Compared to Apple Inc., which has much more stringent rules on what kinds of apps can be added to its App Store, not as many apps are vetted before they reach the Android OS, Cooke adds.

(Image: McAfee).
(Image: McAfee).

Among the mobile malware types out there, the most prevalent came from sources like banking apps. In Europe and Asia, when users log into their banking systems, they also receive a text from their bank with a code. They then enter the code online to be able to access their accounts.

What hackers do is steal the username and password from a user’s computer, and then they get the user to install malware through their texts. More sophisticated hackers can even replace a bank’s official app with a fake copy, so they can log into users’ accounts and get texts from their banks.

Malware in adult entertainment apps has also spread, partially because law enforcement doesn’t police these apps nearly as often as they would in other sectors. This type of malware is typically spam, but there are some more dangerous types of malware that encourage users to download other pieces of malware that do steal users’ personal information while pretending to be an adult entertainment app.

There are also targeted Trojans, which copy legitimate apps and ride on their popularity and brand name to gain users’ trust. For example, some attackers have been making counterfeit versions of the Kakao Talk app, similar to WhatsApp and hugely popular in Asia.

And then there is mobile spyware. One common type pretends to be a legitimate font installer app, but instead sends users’ location, call logs, texts, and data to a hacker. Another kind pretends to sync users’ phones, but instead sends their personal information to hackers’ servers. This type can even record calls, McAfee researchers found.

Mobile malware in general has increased because hackers tend to migrate towards the newest developments, seeing it as the path of least resistance, Cooke says.

And on the flip side, consumers tend to be less concerned about protecting their security when they’re experimenting with something new, he adds.

“What the malware writers do is that they always move towards the newer platforms, where there’s less sensitivity about it,” he says. “And when users get a new toy… you’re learning to use it. The last thing you think about is security.”

To protect themselves against mobile threats, users need to be careful when downloading apps, Cooke says. For example, they should stick to legitimate sources like Google Play, as opposed to other sites that simply offer apps on download.

Users also need to learn to watch for signs that an app could actually be malicious, he says. For example, if an app asks for permission to access a user’s contacts, that could be a red flag that it is really malware. They can also buy programs that will scan for malware, like McAfee’s Mobile Security tool.

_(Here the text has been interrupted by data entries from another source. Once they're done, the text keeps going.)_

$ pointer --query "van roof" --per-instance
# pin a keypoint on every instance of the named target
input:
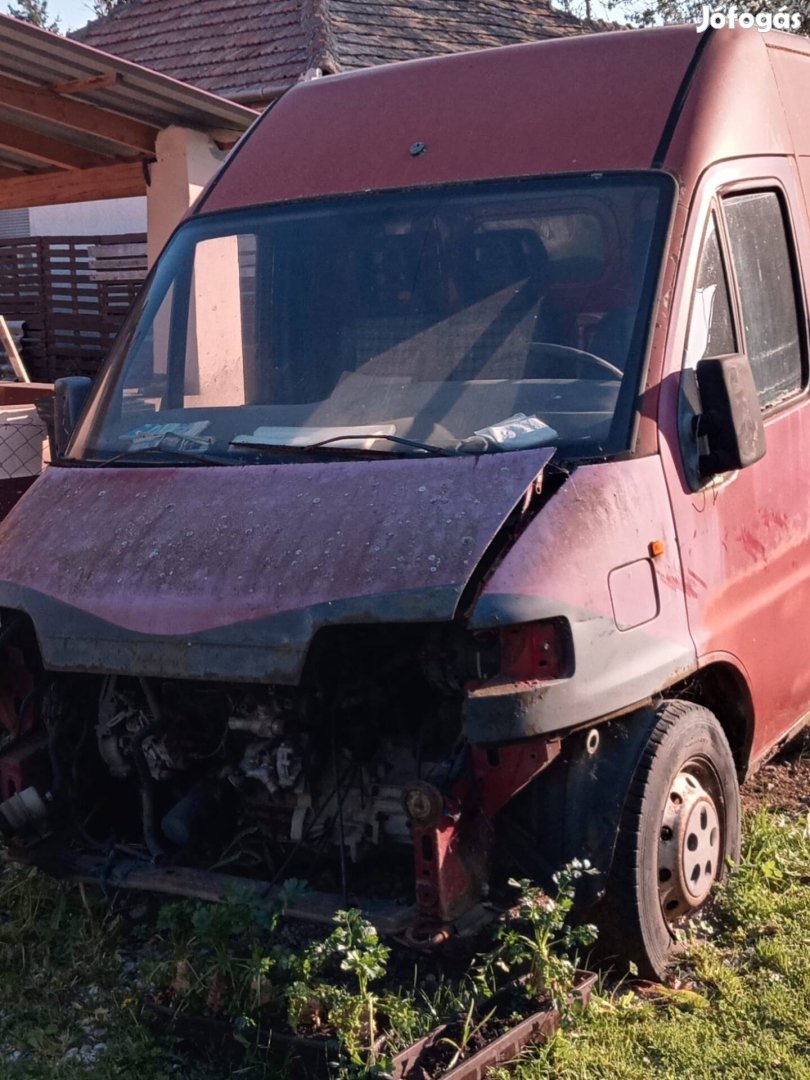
(596, 103)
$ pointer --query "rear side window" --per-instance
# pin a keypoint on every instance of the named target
(763, 268)
(712, 324)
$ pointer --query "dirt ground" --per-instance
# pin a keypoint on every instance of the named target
(784, 782)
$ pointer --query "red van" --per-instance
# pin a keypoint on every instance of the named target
(439, 515)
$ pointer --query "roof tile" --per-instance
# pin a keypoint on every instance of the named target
(234, 45)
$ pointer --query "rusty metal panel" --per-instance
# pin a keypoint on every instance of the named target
(180, 551)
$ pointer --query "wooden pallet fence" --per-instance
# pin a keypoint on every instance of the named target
(73, 294)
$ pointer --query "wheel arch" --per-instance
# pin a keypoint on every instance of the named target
(721, 687)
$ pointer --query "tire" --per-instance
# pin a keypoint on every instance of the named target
(677, 832)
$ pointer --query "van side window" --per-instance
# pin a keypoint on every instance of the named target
(761, 260)
(711, 323)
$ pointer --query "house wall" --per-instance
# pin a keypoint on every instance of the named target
(107, 217)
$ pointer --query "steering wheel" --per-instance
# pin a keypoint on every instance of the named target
(578, 355)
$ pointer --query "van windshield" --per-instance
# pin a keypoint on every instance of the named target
(470, 318)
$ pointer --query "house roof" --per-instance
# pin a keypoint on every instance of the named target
(250, 50)
(76, 123)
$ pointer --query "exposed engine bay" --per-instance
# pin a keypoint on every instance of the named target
(261, 781)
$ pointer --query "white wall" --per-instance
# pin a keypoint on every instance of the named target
(103, 218)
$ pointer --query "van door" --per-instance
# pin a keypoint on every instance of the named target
(744, 537)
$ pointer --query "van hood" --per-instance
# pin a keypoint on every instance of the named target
(228, 572)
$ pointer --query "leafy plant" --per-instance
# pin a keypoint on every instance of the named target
(539, 942)
(356, 946)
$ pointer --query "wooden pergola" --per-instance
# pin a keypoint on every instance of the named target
(77, 124)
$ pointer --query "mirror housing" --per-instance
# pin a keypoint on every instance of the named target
(731, 421)
(69, 397)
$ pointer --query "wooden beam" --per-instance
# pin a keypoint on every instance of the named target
(42, 102)
(42, 189)
(11, 351)
(92, 82)
(46, 150)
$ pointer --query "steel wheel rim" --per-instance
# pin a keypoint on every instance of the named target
(691, 840)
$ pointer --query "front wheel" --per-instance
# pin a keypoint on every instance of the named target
(679, 826)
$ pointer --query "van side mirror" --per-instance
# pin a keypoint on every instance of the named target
(69, 397)
(731, 421)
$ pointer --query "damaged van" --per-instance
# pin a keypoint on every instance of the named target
(441, 513)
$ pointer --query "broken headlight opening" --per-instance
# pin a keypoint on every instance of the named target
(267, 781)
(524, 652)
(351, 781)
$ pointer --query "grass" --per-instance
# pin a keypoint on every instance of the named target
(738, 1006)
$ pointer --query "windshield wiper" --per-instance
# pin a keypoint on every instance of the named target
(310, 447)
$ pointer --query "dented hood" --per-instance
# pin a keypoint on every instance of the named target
(228, 571)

For small to mid-sized businesses and enterprise, concerns surrounding mobile malware are pretty much the same, Cooke says. Yet IT administrators need to ensure their employees are well educated about the dangers of downloading mobile malware, especially if they’re downloading apps to corporate devices, he adds. He recommends IT administrators have the ability to wipe corporate data from their employees’ devices, especially when employees leave their companies.